En ce qui concerne l'UPF (proche de La Voie de la paix), il entre au Conseil d'administration en 1962. Le secrétaire de l'UPF, Jean Gauchon, est alerté par la parution dans Rivarol de l'interview de Paul Rassinier par Jean-Pierre Bermont[79], et, en approfondissant un peu, il est assez vite mis au courant de l'identité de l'interviewer et de l'interviewé.

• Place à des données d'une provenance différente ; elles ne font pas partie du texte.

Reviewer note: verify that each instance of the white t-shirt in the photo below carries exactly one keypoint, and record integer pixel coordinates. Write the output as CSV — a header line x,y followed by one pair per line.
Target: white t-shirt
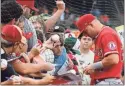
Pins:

Malgré le soutien sans faille d'Émile Bauchet, à la fin de 1964, Rassinier est en voie d'être exclu de l'UPF, mais il préfère démissionner auparavant[80].

Le rapprochement avec l'Alliance ouvrière anarchiste (1965-1967)

À partir de 1965, Paul Rassinier se rapproche de cette organisation[81] qui rassemble essentiellement le groupe de la revue L'Anarchie (Raymond Beaulaton), qui considère la FA comme tombée aux mains des francs-maçons, des militants de Saint-Étienne et le groupe de Noir et Rouge (Christian Lagant), dont un participant notable est, en 1965, Jean-Gabriel Cohn-Bendit[82]).

L’hypothèse négationniste[modifier | modifier le code]

Elle apparaît à l'examen des livres publiés sur le sujet des camps[83].

Autres livres de Paul Rassinier[modifier | modifier le code]

Le Discours de la dernière chance (1953)

Il s'agit d'un recueil de ses articles économiques et sociaux des années précédentes, dans des revues pacifistes, avec ajout d'une introduction et d'une conclusion relevant d'une philosophie de l'histoire vue comme perpétuelle réitération de la guerre[84]. L'ouvrage est édité au nom des éditions La Voie de la paix, mais Rassinier s'était adressé à des éditeurs plus traditionnels, notamment Gallimard, recevant un refus d'Albert Camus, qui le justifie en mettant en avant la préface de Paraz au Mensonge : « l'esprit libertaire ne peut se permettre la plus légère indulgence à l'égard de l'antisémitisme sans ... commencer à s'avilir. »[85]

Candasse (1955)

Cette fiction[86], dont le titre démarque Candide de Voltaire (mais dérive aussi explicitement du nom de la reine Candace, que ses parents ont donné à leur fils[87]), est fondée sur la biographie de l'auteur, avec quelques distorsions. Par exemple, le père de Candasse est crédité de cinq années de prison pour antimilitarisme ; Candasse est bachelier (quoiqu'il méprise les diplômes) ; pendant l'Occupation de son pays, la « Franconie », par les troupes du « Führer » de Germanie, Candasse, résistant pacifiste, est condamné à mort par une autre organisation de résistance pour son refus de la violence et n'échappe que grâce à son arrestation par la police de l'occupant. Certains éléments sont parfois repris sans vérification comme des faits réels de la vie de Paul Rassinier.

Le Parlement aux mains des banques (1955), Preuves (1956), Épilogue (1957)

Cette étude est publiée dans trois numéros de la revue Contre-courant de l'anarchiste Louis Louvet. Elle est provoquée par le passage au pouvoir de Pierre Mendès France (juin 1954-février 1955) ; Paul Rassinier, entre autres, y présente les liens qui existeraient entre certains milieux d'affaires (notamment la banque Rothschild et la banque Gradis de Bordeaux) et Mendès France, par le biais par exemple de la famille de Jean-Jacques Servan-Schreiber, directeur de L'Express, qui est depuis 1953 une publication « mendésiste ». Il donne une vision complotiste de la vie politique, que Pierre Mendès France dément courtoisement dans deux lettres à Paul Rassinier.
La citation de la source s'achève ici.